# If he want a Divorce/Separate shouldn't he file?



## lady323 (Nov 12, 2010)

New to this site but figured I would ask advice. 

Where do I start? I love my husband but I don't think he loves me anymore. 

He came with me on my business trip and I thought we had a nice time until I asked him about a phone call. He was talking to one of his "female" friends about an investment so after he was done I asked what was he investing in. He didn't answer but then I asked again and he said it doesn't concern me. I was hurt but then I realize it didn't concern me as I believe it was his female friend that was investing. Nevertheless, we do have our own accounts. Granted he doesn't work and I pay for just about everything as far as the day-to-day expense. 

I just feel that he shows no respect to me anymore. He has always been aloof and doesn't give me full details of what he does and when I do ask it feels like I'm prying. I even went so far as to to through his files and he got pissed and I think he lost all respect from me at that time. When I explained to him that I feel he's evasive he got pissed about that and said all I have to do is ask him and when I say I do but he still doesn't give me details and didn't say anything

There was a time when I would kiss him goodbye whenever I left the house and he thought that was foolish. Same thing when he would go away I would leave love notes in his luggage or pockets and he thought that was stupid. When I travel I leave my itinerary and we he travels he doesn't tell me where he's staying. He just lets me know his flights. Maybe we are too different....

We are an older couple. I'm 50 and he's 53. We have been married for 4 years and this is my first marriage and his third. He's been saying I really don't know him but when I ask why he says that his reply is "It doesn't Matter". We have tried counseling but he didn't like the counselor and was saying he was a counselor and going was a waste of time. So after 2 times we didn't go anymore. 

Nevertheless, I still love him and think he's worth fighting for but I feel if he wants to leave, he should be the one filing for divorce.

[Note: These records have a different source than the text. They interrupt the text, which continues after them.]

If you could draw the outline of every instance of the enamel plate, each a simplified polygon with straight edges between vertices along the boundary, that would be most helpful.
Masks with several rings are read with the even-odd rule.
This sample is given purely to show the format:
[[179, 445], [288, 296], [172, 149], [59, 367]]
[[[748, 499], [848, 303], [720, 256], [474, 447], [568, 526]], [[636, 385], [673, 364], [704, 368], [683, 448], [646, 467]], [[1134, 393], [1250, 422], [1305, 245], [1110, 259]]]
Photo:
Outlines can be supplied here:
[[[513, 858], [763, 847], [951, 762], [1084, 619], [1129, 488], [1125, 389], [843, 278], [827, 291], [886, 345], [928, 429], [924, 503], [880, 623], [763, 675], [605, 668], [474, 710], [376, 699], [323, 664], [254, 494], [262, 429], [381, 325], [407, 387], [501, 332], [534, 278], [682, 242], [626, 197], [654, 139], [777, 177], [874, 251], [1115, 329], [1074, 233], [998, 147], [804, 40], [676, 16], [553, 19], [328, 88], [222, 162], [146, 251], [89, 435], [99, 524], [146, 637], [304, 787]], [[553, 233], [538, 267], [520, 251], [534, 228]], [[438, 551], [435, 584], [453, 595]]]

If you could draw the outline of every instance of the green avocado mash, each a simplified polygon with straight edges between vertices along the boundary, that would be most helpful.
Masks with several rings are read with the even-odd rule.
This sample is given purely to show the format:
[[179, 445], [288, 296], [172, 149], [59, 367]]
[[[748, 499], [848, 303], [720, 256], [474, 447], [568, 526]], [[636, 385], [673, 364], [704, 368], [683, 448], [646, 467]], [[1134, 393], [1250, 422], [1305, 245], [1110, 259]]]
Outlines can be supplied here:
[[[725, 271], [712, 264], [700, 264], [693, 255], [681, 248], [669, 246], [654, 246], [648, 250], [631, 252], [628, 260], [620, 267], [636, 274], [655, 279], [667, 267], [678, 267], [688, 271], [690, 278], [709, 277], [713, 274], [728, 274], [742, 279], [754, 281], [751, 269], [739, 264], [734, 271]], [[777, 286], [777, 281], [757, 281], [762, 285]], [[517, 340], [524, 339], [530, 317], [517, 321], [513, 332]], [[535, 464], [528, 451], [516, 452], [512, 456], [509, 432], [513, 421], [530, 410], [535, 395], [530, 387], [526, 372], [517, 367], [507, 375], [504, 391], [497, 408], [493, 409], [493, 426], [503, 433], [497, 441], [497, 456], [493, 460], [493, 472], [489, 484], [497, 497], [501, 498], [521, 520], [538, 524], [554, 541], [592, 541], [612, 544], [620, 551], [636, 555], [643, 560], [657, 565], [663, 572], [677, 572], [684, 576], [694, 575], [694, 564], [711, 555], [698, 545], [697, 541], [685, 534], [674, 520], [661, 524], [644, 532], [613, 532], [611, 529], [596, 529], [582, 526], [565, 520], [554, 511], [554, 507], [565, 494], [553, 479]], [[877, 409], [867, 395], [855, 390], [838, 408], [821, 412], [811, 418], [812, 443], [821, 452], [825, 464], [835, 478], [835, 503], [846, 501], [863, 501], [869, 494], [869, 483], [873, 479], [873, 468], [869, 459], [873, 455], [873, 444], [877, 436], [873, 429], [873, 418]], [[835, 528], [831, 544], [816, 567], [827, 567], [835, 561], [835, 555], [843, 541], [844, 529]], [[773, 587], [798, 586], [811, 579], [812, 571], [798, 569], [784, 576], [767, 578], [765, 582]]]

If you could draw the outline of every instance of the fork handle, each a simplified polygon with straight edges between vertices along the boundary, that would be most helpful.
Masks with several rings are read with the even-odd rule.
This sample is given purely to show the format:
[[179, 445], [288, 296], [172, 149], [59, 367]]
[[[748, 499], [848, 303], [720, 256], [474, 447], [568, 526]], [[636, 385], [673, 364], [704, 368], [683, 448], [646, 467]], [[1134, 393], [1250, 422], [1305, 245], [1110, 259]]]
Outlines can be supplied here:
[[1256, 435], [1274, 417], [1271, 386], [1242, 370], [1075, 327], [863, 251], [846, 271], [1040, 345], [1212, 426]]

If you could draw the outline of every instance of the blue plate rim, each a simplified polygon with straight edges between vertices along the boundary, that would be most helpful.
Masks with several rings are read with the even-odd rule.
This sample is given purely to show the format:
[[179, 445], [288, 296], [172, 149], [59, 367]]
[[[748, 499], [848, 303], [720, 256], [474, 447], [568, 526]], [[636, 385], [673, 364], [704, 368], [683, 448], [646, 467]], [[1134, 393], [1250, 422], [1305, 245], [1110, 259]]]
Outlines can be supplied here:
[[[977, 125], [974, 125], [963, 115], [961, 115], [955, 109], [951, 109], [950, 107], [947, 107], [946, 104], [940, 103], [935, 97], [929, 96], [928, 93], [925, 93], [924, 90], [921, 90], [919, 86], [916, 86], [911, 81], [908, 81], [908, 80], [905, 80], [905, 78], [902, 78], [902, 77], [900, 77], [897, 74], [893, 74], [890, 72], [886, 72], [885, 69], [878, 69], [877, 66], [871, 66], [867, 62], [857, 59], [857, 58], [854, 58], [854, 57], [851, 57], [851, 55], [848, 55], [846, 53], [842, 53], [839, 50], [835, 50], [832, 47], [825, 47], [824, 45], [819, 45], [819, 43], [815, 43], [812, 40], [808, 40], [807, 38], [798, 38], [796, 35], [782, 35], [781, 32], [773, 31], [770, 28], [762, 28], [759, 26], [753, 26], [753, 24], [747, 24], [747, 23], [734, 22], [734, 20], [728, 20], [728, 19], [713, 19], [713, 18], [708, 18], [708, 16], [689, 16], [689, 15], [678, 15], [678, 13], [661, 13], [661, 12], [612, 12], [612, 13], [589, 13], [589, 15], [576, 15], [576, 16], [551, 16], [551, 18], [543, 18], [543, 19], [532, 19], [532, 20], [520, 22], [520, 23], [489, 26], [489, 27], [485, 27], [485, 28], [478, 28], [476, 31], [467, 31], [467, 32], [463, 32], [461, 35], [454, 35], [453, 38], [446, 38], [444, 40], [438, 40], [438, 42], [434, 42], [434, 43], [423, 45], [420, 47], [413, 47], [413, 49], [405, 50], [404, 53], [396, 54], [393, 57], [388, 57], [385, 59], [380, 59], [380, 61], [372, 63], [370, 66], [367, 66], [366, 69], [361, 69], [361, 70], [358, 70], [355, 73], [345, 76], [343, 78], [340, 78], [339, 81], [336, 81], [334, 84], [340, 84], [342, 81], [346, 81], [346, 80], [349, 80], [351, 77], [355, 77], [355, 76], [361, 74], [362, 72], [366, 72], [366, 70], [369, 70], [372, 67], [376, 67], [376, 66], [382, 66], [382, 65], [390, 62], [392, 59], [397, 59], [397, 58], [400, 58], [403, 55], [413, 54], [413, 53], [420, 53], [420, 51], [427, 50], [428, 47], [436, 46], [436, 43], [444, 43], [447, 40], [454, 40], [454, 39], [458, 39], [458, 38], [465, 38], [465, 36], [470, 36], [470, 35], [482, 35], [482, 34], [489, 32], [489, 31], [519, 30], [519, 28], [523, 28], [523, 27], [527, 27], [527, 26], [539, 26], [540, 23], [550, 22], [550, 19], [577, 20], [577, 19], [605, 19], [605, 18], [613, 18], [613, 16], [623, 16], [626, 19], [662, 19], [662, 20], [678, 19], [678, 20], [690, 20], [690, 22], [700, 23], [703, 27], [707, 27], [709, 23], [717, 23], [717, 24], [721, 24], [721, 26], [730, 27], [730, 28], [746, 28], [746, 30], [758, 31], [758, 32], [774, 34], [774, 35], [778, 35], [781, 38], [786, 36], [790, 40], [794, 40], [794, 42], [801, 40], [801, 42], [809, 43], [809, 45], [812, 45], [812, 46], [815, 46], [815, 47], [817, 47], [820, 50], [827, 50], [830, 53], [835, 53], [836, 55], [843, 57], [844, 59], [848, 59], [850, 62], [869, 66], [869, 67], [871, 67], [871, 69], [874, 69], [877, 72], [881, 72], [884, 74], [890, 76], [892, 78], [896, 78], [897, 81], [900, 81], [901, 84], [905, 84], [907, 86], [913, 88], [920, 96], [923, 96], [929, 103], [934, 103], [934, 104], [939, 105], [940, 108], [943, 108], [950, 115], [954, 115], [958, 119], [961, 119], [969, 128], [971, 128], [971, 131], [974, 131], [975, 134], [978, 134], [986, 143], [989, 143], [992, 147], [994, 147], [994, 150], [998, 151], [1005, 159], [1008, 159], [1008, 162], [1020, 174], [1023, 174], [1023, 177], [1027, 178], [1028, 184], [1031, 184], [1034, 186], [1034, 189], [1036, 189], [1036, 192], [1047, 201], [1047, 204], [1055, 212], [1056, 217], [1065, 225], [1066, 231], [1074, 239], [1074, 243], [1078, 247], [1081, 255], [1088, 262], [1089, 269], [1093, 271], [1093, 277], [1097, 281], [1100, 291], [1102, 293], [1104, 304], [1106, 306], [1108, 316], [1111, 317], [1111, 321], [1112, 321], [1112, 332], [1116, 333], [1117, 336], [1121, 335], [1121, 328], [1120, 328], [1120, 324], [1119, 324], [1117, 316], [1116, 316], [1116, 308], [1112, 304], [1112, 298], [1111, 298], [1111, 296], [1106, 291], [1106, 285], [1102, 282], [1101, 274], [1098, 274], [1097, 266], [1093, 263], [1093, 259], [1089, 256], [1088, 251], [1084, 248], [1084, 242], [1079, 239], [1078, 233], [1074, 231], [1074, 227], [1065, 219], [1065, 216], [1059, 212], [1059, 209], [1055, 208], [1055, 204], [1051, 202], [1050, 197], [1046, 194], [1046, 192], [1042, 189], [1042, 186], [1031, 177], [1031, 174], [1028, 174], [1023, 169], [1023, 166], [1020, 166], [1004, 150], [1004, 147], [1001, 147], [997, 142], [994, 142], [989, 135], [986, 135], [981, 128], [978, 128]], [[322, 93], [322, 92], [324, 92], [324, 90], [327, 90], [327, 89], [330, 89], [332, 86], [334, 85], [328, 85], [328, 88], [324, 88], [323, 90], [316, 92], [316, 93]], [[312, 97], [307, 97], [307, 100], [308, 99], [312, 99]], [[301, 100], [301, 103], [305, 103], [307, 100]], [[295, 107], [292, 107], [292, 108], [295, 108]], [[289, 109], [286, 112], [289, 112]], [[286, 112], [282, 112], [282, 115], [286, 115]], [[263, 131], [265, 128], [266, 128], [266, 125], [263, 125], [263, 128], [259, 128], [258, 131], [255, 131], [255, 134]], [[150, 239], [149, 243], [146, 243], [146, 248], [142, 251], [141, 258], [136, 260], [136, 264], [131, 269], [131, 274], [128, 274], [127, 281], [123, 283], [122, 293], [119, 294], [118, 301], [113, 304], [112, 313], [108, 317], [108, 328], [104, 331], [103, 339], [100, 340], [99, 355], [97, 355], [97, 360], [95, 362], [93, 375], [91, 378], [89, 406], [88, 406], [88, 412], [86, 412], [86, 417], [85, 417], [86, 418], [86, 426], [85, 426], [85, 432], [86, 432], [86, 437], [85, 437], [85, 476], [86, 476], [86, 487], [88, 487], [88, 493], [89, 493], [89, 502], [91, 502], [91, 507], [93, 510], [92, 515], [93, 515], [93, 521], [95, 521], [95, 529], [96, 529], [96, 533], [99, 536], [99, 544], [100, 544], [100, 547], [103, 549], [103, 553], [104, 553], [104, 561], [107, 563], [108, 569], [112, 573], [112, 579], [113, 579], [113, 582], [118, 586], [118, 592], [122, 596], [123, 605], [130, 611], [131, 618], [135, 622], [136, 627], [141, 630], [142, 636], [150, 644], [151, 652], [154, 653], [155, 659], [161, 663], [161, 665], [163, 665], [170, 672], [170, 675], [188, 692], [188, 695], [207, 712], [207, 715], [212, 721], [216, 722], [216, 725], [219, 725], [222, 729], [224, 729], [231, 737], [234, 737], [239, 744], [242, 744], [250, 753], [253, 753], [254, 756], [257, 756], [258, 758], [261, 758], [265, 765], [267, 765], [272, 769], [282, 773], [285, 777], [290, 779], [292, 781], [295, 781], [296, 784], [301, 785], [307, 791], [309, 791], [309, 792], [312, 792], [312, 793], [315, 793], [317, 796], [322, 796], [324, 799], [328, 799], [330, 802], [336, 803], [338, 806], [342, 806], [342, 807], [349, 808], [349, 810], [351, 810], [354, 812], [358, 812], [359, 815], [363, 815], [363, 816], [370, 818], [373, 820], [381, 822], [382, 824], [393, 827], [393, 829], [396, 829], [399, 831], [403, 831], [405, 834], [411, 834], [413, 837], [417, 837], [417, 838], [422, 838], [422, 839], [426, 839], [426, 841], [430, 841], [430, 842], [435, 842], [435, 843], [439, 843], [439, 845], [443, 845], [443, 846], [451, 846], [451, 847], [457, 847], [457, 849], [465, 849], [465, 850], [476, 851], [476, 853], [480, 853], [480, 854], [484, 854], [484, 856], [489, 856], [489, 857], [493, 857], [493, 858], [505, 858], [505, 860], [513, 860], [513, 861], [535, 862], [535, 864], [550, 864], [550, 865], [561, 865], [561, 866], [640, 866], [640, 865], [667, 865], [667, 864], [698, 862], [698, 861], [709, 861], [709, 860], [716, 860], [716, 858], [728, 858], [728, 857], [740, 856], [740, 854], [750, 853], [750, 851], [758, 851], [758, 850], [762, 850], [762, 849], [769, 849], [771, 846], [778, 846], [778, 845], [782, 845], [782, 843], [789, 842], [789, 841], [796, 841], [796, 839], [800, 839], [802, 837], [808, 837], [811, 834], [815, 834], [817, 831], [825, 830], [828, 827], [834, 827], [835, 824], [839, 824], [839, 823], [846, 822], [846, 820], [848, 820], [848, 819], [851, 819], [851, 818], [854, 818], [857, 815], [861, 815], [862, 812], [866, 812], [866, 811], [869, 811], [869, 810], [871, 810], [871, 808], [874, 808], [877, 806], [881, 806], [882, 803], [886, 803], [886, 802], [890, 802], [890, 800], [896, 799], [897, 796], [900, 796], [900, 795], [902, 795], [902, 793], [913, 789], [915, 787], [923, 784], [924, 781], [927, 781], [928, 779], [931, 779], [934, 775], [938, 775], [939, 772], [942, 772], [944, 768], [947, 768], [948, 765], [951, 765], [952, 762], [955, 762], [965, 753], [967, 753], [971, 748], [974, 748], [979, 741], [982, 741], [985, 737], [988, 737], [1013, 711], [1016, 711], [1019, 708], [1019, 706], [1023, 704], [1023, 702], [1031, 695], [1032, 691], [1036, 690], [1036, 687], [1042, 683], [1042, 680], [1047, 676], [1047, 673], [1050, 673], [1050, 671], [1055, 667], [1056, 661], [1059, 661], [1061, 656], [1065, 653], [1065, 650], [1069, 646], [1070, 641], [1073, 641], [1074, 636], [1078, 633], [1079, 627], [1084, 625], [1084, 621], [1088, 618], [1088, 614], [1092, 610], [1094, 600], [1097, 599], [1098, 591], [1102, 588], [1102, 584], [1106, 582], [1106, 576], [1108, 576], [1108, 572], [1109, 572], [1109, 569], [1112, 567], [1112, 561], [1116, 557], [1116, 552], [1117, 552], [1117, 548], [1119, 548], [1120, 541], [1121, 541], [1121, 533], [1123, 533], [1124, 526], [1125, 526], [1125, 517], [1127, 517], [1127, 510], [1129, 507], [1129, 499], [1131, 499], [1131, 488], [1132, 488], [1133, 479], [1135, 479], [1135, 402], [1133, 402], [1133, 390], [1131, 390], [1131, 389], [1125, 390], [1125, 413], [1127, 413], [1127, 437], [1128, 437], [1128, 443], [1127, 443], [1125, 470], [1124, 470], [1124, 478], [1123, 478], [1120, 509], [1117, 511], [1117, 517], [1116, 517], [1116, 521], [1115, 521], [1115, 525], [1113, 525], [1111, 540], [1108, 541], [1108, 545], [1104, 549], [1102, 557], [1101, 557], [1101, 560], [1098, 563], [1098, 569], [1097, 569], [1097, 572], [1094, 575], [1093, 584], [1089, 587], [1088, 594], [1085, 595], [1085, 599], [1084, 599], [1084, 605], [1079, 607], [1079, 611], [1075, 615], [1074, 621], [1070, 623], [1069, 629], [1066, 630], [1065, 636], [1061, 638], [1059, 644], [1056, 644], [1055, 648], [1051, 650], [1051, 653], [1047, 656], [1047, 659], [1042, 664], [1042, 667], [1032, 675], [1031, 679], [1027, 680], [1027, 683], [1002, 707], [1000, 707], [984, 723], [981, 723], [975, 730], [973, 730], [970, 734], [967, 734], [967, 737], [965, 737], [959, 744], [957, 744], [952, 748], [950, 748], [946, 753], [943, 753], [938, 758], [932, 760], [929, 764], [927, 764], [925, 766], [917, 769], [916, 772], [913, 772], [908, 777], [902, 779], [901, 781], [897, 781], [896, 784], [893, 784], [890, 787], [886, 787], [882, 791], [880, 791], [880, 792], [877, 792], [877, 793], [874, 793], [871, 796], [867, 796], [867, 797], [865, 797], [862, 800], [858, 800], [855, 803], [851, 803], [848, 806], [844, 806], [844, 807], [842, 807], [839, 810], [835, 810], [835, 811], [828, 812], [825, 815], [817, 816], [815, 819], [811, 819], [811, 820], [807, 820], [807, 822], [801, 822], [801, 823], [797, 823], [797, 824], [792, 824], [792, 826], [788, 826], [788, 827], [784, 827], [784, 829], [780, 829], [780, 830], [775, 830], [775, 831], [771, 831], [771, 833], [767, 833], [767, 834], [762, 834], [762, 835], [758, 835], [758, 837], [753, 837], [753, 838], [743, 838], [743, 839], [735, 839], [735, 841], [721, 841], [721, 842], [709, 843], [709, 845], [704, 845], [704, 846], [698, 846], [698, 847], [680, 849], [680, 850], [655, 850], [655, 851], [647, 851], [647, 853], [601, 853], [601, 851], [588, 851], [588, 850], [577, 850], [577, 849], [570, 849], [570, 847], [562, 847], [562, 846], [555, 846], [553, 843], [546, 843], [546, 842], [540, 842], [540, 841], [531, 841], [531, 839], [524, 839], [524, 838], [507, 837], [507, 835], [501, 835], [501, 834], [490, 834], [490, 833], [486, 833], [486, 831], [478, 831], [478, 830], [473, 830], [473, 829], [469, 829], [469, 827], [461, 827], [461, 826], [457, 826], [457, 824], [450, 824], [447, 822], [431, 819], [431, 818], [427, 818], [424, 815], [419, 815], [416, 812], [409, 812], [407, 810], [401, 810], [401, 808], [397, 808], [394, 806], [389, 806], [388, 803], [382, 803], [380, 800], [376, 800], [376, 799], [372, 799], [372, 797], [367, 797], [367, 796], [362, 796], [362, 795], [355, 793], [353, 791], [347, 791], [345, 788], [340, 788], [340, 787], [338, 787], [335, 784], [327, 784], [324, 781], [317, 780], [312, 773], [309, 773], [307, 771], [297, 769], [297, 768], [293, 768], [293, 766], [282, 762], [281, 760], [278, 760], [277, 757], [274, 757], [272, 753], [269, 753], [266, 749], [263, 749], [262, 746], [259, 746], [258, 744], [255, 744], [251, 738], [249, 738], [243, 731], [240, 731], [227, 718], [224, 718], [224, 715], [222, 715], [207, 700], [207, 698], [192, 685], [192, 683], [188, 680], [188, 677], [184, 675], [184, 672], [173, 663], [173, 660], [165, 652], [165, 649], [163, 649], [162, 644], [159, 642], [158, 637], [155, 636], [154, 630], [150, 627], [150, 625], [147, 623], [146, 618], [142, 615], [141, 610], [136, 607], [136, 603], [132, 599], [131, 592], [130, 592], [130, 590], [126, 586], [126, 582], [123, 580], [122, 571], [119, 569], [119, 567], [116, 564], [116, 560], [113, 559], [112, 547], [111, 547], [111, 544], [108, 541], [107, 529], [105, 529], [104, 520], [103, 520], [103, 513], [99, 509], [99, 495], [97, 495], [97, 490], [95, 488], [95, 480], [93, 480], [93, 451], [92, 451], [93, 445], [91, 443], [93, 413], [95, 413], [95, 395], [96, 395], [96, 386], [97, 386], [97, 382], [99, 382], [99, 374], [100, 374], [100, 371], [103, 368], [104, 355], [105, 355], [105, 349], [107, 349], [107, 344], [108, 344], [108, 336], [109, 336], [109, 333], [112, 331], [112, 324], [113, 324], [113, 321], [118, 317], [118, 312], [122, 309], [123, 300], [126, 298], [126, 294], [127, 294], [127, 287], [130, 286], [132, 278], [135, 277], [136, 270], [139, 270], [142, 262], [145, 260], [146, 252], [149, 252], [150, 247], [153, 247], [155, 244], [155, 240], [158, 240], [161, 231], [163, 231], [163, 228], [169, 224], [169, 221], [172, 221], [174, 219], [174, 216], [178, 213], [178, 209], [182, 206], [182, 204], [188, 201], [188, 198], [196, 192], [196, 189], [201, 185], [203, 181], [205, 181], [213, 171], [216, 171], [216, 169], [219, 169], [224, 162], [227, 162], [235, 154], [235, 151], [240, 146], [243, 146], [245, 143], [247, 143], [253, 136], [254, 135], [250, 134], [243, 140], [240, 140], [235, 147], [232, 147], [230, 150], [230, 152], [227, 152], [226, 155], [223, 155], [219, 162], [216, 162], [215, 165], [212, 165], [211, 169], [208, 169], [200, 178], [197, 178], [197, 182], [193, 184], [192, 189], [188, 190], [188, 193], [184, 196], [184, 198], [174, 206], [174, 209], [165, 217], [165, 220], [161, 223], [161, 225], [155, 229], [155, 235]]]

Maybe I just need a reality check in need to realize he's checked out of this marriage.


----------



## F-102 (Sep 15, 2010)

Has he talked about divorce? If not, I think he likes the status quo, and will never leave.


----------



## greeneyeddolphin (May 31, 2010)

He's had 2 wives before you...I'm gonna go out on a limb here and say he's the problem. 

The differences in terms of how you deal with travel and all that...those are things that really could be worked out and compromised on. Him telling you that you don't really know him and then saying it doesn't matter when you try to find out more tells me he's trying to manipulate you. He's trying to make you feel guilty and make you feel like the problem is you. 

If he hasn't said he wants a divorce, then he probably doesn't. Why would he? He's got you, paying for everything and he can try to guilt you and make you feel bad so that he doesn't have to worry about you leaving.

The question isn't whether he should file if he wants a divorce. The question is what do you want? From what you say here, I get the feeling that you aren't all that happy. If you're not happy, then it doesn't really matter what he wants or what he should do. It matters what you want and what you should do to get what you want.


----------